Riot: IOTA pkg implementation and trouble with stack_overflows

Created on 29 Sep 2018 · 25Comments · Source: RIOT-OS/RIOT

Hey,
I am implementing a IOTA light wallet for a while and since RIOT is my preferred OS, I used it as underlying RTOS.

Hardware:
STM32F1 aka bluepill

But I have a problem.
While this implementation works fine:
https://github.com/Citrullin/RIOT/blob/iota_old_implementation/examples/iota_transaction_light/main.c

This one doesn't and I get sometimes stack_overflows and sometimes it just stops without any error.
https://github.com/Citrullin/RIOT/blob/iota_new_implementation/examples/iota_transaction_light/main.c

The main difference between these two implementation is the usage of global variables as buffer instead of declaring it within the functions. But both should be on the stack, as understand it, so that shouldn't make a difference. But I am not sure how RIOT is handling this.

I also created a example for a Linux environment: https://github.com/Citrullin/iota_microwallet_debug_example
Just clone, update (init) the submodule, execute ./compile and ./main. This uses the new implementation and works fine.

So, how and where do I need to increase the stack size for my package?

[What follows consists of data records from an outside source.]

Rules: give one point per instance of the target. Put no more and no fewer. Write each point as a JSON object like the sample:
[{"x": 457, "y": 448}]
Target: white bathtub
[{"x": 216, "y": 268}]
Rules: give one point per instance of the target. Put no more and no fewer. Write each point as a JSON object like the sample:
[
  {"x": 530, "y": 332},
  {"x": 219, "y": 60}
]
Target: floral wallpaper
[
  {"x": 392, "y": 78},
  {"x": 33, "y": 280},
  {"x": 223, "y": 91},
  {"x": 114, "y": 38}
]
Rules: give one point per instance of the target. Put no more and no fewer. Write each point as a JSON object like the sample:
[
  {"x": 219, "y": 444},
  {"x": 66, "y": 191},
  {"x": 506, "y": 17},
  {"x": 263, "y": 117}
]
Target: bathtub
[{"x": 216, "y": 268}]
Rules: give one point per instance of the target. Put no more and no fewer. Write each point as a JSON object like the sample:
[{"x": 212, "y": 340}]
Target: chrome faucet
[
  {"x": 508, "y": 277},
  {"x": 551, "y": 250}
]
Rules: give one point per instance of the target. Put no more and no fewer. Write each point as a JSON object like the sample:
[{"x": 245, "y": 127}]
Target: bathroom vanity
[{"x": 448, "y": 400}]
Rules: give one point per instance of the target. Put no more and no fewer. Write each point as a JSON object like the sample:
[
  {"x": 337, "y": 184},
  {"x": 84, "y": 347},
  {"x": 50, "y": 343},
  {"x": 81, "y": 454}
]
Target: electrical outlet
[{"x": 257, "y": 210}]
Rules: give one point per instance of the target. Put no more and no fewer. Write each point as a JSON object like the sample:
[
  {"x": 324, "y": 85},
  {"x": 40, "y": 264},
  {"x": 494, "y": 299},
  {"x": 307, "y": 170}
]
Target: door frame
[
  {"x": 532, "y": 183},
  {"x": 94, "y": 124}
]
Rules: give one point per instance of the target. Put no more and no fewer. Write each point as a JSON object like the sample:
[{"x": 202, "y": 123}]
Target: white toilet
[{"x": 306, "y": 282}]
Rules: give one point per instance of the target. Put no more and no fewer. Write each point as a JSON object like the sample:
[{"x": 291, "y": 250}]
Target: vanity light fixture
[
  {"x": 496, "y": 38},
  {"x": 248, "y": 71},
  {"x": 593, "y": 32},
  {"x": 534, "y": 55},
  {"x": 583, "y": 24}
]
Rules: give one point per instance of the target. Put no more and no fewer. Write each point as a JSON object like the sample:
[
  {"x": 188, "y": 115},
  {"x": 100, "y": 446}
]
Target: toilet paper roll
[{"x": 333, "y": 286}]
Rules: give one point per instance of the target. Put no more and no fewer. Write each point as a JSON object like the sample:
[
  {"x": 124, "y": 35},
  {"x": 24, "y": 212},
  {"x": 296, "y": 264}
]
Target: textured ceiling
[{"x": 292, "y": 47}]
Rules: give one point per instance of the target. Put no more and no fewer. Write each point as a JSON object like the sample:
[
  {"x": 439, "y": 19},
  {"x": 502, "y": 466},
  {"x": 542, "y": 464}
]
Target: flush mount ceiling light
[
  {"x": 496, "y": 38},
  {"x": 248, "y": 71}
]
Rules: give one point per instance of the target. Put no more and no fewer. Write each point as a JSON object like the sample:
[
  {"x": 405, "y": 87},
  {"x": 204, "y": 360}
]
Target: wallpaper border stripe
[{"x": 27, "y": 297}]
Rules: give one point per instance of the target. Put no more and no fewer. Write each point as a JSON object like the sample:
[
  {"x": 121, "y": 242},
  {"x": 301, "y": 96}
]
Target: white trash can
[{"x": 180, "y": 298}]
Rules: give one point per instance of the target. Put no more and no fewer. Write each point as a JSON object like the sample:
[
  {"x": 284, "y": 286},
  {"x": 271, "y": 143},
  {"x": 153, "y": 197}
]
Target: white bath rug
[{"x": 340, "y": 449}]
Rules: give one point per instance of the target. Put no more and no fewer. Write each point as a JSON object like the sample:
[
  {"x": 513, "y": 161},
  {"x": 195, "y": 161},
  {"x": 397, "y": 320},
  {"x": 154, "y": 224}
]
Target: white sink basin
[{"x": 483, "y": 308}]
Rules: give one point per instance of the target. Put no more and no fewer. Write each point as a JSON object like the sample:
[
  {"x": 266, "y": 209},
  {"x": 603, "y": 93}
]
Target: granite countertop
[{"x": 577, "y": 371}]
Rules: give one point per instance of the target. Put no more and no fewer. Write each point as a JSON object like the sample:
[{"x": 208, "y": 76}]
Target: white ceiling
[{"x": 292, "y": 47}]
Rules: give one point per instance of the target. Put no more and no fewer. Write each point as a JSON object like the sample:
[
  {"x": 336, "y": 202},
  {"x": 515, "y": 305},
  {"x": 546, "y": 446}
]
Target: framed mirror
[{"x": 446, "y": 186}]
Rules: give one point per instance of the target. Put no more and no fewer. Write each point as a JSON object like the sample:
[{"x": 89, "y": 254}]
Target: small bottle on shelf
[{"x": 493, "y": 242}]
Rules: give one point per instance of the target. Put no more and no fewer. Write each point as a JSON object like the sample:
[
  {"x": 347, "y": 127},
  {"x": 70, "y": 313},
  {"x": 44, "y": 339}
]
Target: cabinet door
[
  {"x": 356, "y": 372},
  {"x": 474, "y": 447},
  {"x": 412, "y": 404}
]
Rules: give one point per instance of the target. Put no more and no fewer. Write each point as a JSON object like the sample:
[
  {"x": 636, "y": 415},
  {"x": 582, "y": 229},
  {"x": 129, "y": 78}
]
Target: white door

I think the new implementation is way cleaner. So I prefer to going with that. But since my C knowledge is not really good I have still some trouble debugging in a good way. Something I need to work on.

core pkg question

Source

Citrullin

All 25 comments

You should of course first of all determine what is causing the stack overflow (GDB + compiling with CFLAGS_OPT = -O0 + whatever debug interface the bluepill offers [sorry really don't know; but usually the build system provides this and a GDB instance with make debug] and some metaphoric elbow grease might help with this). If that really is non-negotiable to optimize you can increase the stacksize by enlargen the stack array of your thread and setting the stacksize parameter for the thread_create() function accordingly. However, as far as I can see you are just using the main thread in your example application. In that case, adapt the THREAD_STACKSIZE_MAIN macro within your application's Makefile (for stm32 you should select something larger than 1024+512):

CFLAGS += -DTHREAD_STACKSIZE_MAIN=2048

You can use the ps command (given you have a shell, you include the ps module into your application and compile with DEVELHELP=1) to check the stack usage (alternatively use call ps() in GDB if you don't want to include a shell into your application). If the output is broken you most likely have already a stack overflow (because it overwrote the TCB of another thread, so setting the STACKSIZE macro to some insane value first might be helpful to get a good guesstimate via ps() for the actually required stack size.

miri64 on 29 Sep 2018

(for alignment reasons the stack size should be divisable by 4 [on Cortex-M])

miri64 on 29 Sep 2018

Another tip: most stack overflows are caused by either having a too deep function call hierarchy (e.g. by recursion, but it can also happen by carelessly dangling from one function to the next) or by putting really big objects onto your stack (i.e. within the scope of functions). I did not really look into your code, but if you allocate some large buffers on your stack, reconsider if you can't make them static global variables instead). If necessary you can protect them for multi-access with mutexes or the like.

miri64 on 29 Sep 2018

Another tip: most stack overflows are caused by either having a too deep function call hierarchy (e.g. by recursion, but it can also happen by carelessly dangling from one function to the next) or by putting _really big_ objects onto your stack (i.e. within the scope of functions). I did not really look into your code, but if you allocate some large buffers on your stack, reconsider if you can't make them static global variables instead). If necessary you can protect them for multi-access with mutexes or the like.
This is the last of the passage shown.